Property investors are back - what it means for NZ’s capital investors.

Property investors are back - what it means for NZ’s capital investors. image
Published October 10th, 2024 in Investment Education

New signs are emerging of renewed interest in New Zealand's property market. According to CoreLogic’s October Housing Chart Pack, mortgaged multiple property owners (MPOs)—often called “mum and dad” investors—made up 22.6% of all property purchases in September.

This resurgence invites questions about the broader investment landscape. Are there parallels between renewed interest in property and increased activity in other areas like shares, startups, and capital raising?

Below, we explore some parallels between housing market trends and broader investment activity, examining whether these sectors influence each other and what trends might emerge.

1. Investor confidence and economic cycles
When investor confidence rises, housing markets and other investment avenues, like stocks and startups, often see simultaneous surges. High investor confidence tends to drive capital across multiple sectors.

Conversely, during economic downturns or high inflationary periods, all types of investments—housing, stocks, and venture funding—may face slowdowns. New Zealand's recent economic climate has seen signs of easing inflation, which often encourages investors back into property markets, with flow-on effects for venture funding and stocks.

2. Interest rates and borrowing costs
In New Zealand, as in other countries, low interest rates reduce the cost of borrowing, making property investment and venture funding more attractive. Low rates can encourage investors to diversify into real estate and growth-oriented sectors like startups, where long-term gains may be anticipated.

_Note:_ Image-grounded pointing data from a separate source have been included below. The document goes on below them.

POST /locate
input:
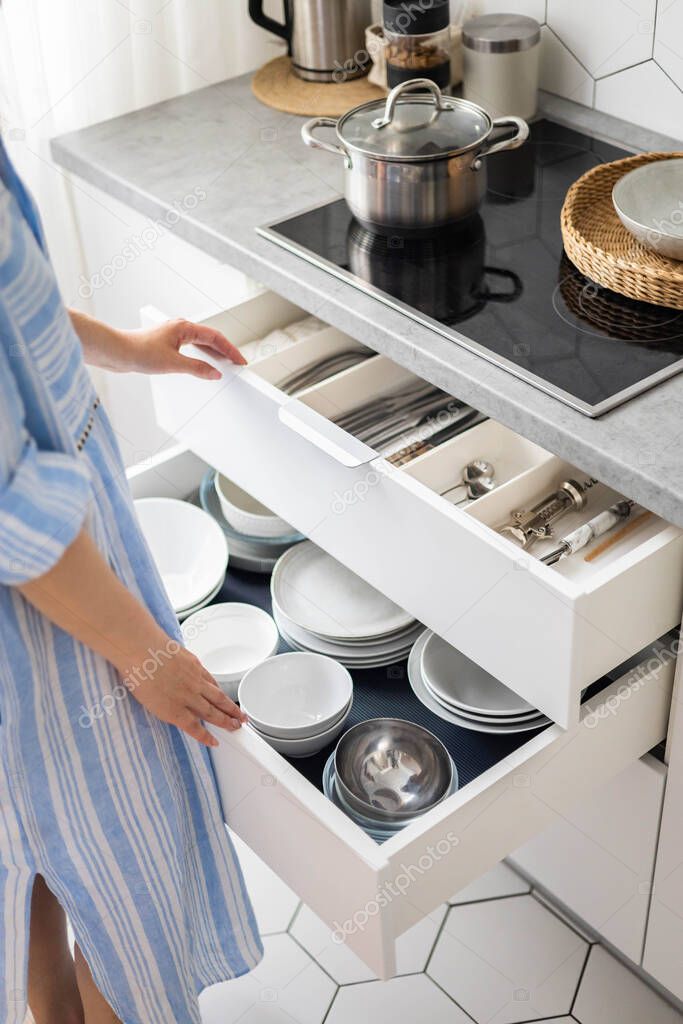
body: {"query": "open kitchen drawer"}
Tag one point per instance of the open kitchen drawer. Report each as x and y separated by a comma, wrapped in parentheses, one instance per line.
(372, 893)
(546, 632)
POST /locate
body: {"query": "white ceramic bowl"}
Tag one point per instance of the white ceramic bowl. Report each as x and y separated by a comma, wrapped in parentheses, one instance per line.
(649, 204)
(246, 514)
(187, 545)
(296, 695)
(309, 744)
(229, 639)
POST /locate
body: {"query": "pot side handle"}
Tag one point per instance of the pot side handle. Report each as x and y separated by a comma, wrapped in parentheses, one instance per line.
(318, 143)
(513, 142)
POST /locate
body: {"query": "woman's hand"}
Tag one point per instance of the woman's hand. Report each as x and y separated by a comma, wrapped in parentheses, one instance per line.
(157, 350)
(181, 692)
(153, 350)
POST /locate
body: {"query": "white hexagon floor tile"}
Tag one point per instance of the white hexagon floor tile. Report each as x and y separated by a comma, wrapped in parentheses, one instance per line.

When interest rates rise, property and high-risk investments (like startups) might feel the squeeze due to higher borrowing costs. However, some investors may view housing as a more stable asset class in such periods, potentially at the expense of startups and stocks, which can be more volatile.

3. Liquidity and risk tolerance
The liquidity of stocks often makes them a go-to choice for investors who want flexibility. Real estate, however, ties up capital longer, which can mean those entering the housing market are more committed to the asset class. When property markets see more investment, it can indicate higher risk tolerance in the economy, benefiting startups and capital-raising initiatives as well.

4. Trends in wealth generation and allocation
As investors gain from rising property values, they may use that equity for diversified investments, including angel investments and startups. For example, individuals who've gained from a strong property market might allocate some profits toward high-growth potential sectors like technology startups, creating a cycle where real estate gains fuel innovation.

In contrast, any softening in the property market can restrict cash flow, as homeowners and investors lose refinancing options. This could tighten available funds for early-stage investing, affecting capital-raising rounds for startups.

While property and startup investments are distinct in nature, they are both heavily influenced by economic conditions, interest rates, investor confidence, and regulatory policies. A robust housing market often signals economic stability, which can ripple into higher investment in startups and shares.